Not surprisingly, it is the spectators who require the most medical attention.
By all accounts, recovery is mysteriously fast. Bandages are worn for several days, but stitches are rarely needed. Scarring is almost nonexistent. In no time at all, participants are back on the job and resuming their lives.
Noise is an important part of the festivities. Trance-induced frenzy is helped by drums, chanting and exploding firecrackers. These are meant to drive away evil spirits.
Have a Little Faith
The Phuket Vegetarian Festival is taken very seriously. It is not an occasion for drunken, feckless tourists to butcher themselves and take selfies.
The faithful undergo religious training and deep soul-searching prior to the event. Devotees hope to serve penance for misdeeds and find favor with the gods. They believe that their efforts benefit the entire community. No one is forced to endure mutilation; participation in the exercises is wholehearted.
White garments symbolize the purification process, which encompasses both physical and spiritual purging. Not only do participants refrain from eating meat, but they abstain from drinking alcohol and using tobacco products. Even foods with spicy flavor or strong odors, like chives and garlic, are avoided. Wearing leather, gambling, stealing, lying and committing adultery during the festival are forbidden. People in mourning and pregnant or menstruating women do not take part.

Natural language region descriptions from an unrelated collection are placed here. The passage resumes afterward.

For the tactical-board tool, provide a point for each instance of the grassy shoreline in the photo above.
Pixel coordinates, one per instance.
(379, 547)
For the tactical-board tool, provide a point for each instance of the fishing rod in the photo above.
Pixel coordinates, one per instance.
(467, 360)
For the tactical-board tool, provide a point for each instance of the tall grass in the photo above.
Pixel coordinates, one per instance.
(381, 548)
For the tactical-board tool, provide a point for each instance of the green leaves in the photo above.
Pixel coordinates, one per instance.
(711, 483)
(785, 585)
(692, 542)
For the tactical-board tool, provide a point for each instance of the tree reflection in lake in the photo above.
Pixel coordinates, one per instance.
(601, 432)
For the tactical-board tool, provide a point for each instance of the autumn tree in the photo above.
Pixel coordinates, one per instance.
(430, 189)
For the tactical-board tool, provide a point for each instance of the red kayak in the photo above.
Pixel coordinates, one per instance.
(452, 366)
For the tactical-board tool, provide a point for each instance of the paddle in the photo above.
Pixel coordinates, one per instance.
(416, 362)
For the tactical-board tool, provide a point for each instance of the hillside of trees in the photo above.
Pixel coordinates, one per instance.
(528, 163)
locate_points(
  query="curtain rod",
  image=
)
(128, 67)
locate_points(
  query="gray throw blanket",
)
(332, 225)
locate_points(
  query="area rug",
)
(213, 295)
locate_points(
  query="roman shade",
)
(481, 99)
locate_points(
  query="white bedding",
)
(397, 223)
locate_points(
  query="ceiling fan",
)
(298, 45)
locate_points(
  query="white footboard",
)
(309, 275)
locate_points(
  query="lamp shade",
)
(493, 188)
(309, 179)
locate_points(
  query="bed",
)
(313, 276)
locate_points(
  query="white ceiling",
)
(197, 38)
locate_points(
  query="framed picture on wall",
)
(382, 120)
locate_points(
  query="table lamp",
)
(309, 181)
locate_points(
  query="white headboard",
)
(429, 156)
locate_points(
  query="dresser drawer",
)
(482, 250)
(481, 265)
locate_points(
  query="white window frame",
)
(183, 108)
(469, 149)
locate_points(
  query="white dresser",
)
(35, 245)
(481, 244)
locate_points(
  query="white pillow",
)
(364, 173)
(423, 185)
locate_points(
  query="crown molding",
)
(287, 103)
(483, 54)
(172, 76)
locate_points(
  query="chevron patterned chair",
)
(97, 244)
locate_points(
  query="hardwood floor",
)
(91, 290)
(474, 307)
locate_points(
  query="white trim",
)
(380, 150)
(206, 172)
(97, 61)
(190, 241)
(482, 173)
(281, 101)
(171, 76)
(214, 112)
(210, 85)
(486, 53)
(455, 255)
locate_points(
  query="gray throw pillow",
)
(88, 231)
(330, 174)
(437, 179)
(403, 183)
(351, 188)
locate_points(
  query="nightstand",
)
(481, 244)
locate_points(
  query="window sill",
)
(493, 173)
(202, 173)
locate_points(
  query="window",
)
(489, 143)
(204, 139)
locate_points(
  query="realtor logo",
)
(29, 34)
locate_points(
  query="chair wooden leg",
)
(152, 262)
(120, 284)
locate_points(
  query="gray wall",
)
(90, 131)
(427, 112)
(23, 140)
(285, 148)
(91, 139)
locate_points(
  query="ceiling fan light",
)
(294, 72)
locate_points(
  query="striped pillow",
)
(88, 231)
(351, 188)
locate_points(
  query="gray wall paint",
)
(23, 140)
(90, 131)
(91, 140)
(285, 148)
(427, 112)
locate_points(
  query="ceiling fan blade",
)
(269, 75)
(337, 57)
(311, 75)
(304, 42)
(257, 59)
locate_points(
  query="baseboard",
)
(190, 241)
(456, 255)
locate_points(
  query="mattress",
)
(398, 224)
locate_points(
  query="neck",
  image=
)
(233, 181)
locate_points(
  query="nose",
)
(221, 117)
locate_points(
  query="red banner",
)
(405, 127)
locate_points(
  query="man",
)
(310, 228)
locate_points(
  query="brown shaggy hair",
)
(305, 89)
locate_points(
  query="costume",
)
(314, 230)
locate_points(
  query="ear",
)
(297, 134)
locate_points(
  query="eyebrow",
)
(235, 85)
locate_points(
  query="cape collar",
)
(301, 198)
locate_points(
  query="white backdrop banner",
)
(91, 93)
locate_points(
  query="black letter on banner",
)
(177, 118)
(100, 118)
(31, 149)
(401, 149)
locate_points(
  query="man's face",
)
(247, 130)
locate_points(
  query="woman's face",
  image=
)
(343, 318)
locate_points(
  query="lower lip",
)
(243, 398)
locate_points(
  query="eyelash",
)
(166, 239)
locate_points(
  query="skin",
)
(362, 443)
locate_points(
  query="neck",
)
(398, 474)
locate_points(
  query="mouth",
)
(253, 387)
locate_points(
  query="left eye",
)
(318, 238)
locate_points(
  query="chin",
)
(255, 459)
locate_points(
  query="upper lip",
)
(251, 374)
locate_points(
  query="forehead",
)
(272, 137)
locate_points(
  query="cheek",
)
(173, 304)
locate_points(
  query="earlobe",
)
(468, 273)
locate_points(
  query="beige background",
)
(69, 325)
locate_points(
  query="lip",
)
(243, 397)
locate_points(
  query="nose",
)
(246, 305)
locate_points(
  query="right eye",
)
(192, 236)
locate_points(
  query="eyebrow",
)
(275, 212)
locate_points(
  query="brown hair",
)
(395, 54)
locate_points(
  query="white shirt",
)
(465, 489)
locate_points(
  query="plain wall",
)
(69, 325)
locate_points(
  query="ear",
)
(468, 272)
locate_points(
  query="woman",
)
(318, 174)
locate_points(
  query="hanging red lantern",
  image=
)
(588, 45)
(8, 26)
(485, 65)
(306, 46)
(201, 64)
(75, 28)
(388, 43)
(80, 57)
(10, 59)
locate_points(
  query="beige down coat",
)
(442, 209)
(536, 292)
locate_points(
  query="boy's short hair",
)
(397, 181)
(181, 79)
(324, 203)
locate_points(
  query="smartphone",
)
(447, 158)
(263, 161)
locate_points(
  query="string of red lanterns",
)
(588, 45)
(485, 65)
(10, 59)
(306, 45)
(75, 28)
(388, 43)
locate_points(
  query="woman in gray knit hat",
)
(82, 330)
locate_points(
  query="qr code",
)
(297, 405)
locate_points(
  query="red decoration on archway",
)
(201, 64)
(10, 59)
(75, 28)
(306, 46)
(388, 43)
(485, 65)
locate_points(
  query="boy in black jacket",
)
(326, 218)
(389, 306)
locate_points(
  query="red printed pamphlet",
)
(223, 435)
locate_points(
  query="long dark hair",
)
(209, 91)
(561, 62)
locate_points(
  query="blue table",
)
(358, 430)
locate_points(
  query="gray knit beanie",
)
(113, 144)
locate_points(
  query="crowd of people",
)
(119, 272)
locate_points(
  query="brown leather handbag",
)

The Phuket Version of Kosher
Special food containers and utensils are set aside solely for use during the festival. In theory, all food should be prepared in the sacred kitchens of the temple. Vendors who sell ghin jeh food, which has been approved and blessed by Tao priests, display a yellow flag with red lettering.
When In Phuket …
If you visit, following the tips below will ensure a safer, more enjoyable experience:
• Wear white. This shows respect and support for participants. Plenty of white T-shirts and other garments are for sale at low prices.
• Pack ear plugs and safety glasses. Small firecrackers go off almost continuously, and the sound is deafening. Safety glasses will protect your sight if you accidentally come too close.
• Take several N95 masks. The firecrackers produce thick smoke that may invite respiratory illnesses.
Finally, conduct yourself as a polite, respectful guest. The rituals in Phuket are in no way revolting to the natives, so those who are squeamish would do better to holiday somewhere else.